To that end, if you have given neovim a chance and learned it, then I struggle to see how you had problems with something like e.g. making :Black run automatically before the file is written.

Autocommands are a fundamental vim feature, one of the most important for vim related automation aside from rebinding. Something you will have encountered as soon as you search for "vim how to do X when Y." Figuring out that the PSF black vim plugin is a good option for a way to run black from inside vim is a matter of a 10 second google search. I can understand this being a potentially difficult problem if you really had no neovim configuration experience, but if you have learned neovim then this really is a single line addition to your on_attach which you would have already had to configure for the python language server of your choice.

And even then, the black documentation page explicitly shows how to use vimscript (which can be embedded in nvim lua syntax using vim.cmd, again, a basic neovim feature you would have encountered in any guide to configuring neovim) to achieve this in 4 lines.
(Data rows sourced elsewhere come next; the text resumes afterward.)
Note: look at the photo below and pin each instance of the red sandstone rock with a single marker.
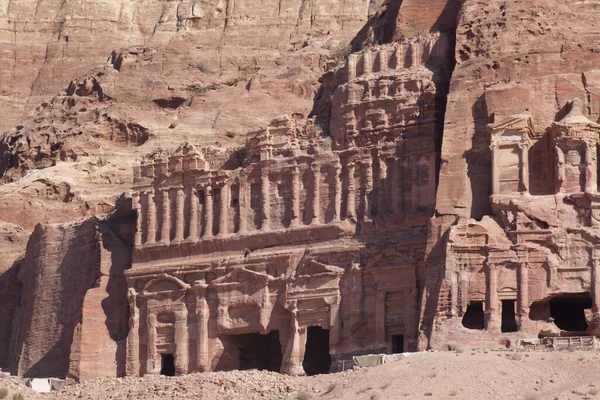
(421, 204)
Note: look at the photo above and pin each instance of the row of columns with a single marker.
(379, 61)
(389, 168)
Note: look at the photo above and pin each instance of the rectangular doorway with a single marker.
(509, 320)
(397, 344)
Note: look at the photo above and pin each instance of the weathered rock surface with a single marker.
(439, 187)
I use neovim because it eliminates friction. Whenever I do something and find myself repeating an editing or reading adjacent task and making mistakes I think to myself: "how can I solve this once and for all?" I sit down, fix it in neovim and lua in 20-40 minutes. How do I justify the time investment? The 40 minutes (or hell, even if it took 2 hours it would still be worth it) investment once every couple of months to improve some aspect of my workflow keeps the friction down and the reduced friction more than makes up for the 40 minutes or 2 hours of lost time because I would lose much more time on frustration and lack of motivation.

This friction doesn't affect everyone as much as it does me, which is why I notice other people, less affected than me, don't find dealing with learning and configuring/modifying/writing tooling to be worthwhile. But again, what you wrote indicates to me that this kind of friction _does_ matter to you.
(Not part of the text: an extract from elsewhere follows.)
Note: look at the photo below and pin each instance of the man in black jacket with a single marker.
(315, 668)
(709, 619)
So my question is, how do you justify the friction of VSCode (as you yourself put it, VSCode isn't perfect) when you have tools such as vim, neovim, emacs, or whatever else that are designed to help reduce friction for a modest but steep initial learning curve.
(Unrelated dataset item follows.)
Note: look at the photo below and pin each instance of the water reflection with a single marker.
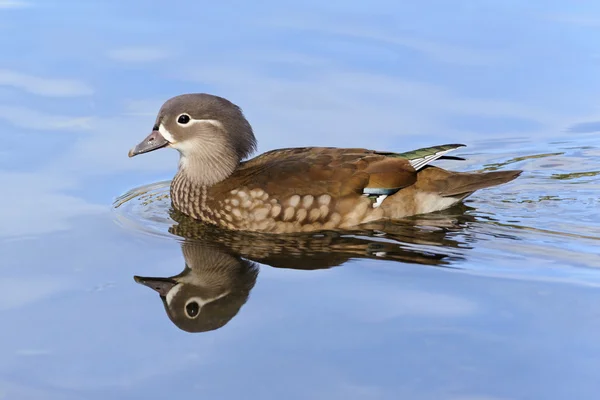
(221, 267)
> how do you justify the friction of VSCode (as you yourself put it, VSCode isn't perfect) when you have tools such as vim, neovim, emacs, or whatever else that are designed to help reduce friction for a modest but steep initial learning curve.

Because VSCode also is designed to reduce friction for a modest but (less) steep initial learning curve.

I have used vim a lot. I've also used VSCode a lot. It sounds like you haven't dived into VSCode in the same way you've dived into Vim. I'm trusting you that your Vim setup, after tweaking it to your liking and diving into it, is perfect for you. So I'm asking you to trust me (and the other commenter), and my VSCode setup, after tweaking it and diving into it, is perfect for me.

Using Vim emulation in VSCode, plus the richness of VSCode configurability, I have an environment I'm over the moon about, and it was less steep of a learning curve than Vim.

You seem to think that anything that isn't Vim or Emacs can not compare. I'm asking you to reconsider that.


>You seem to think that anything that isn't Vim or Emacs can not compare. I'm asking you to reconsider that.

I don't think you have read the discussion between me and the other commenter very thoroughly if you came to this conclusion.

I have repeatedly re-iterated my stance so I would rather not do it again but tools such as VS code are inherently inflexible (I have put a couple of weeks into trialling and configuring vscode) for good reasons and to tailor to a specific audience.

My argument is that for the other audience, tools such as Vim or Emacs (or in some extremes, writing your own editor or using something even more obscure) offer superior flexibility and offer the possibility of much reduced friction in exchange for more time needed to learn, configure and maitain and that this setup is worth it for that different target audience which the person I was talking to has indicated membership in.

For a more in depth overview of my stance, please don't skim read what I wrote and as a result jump to incorrect conclusions.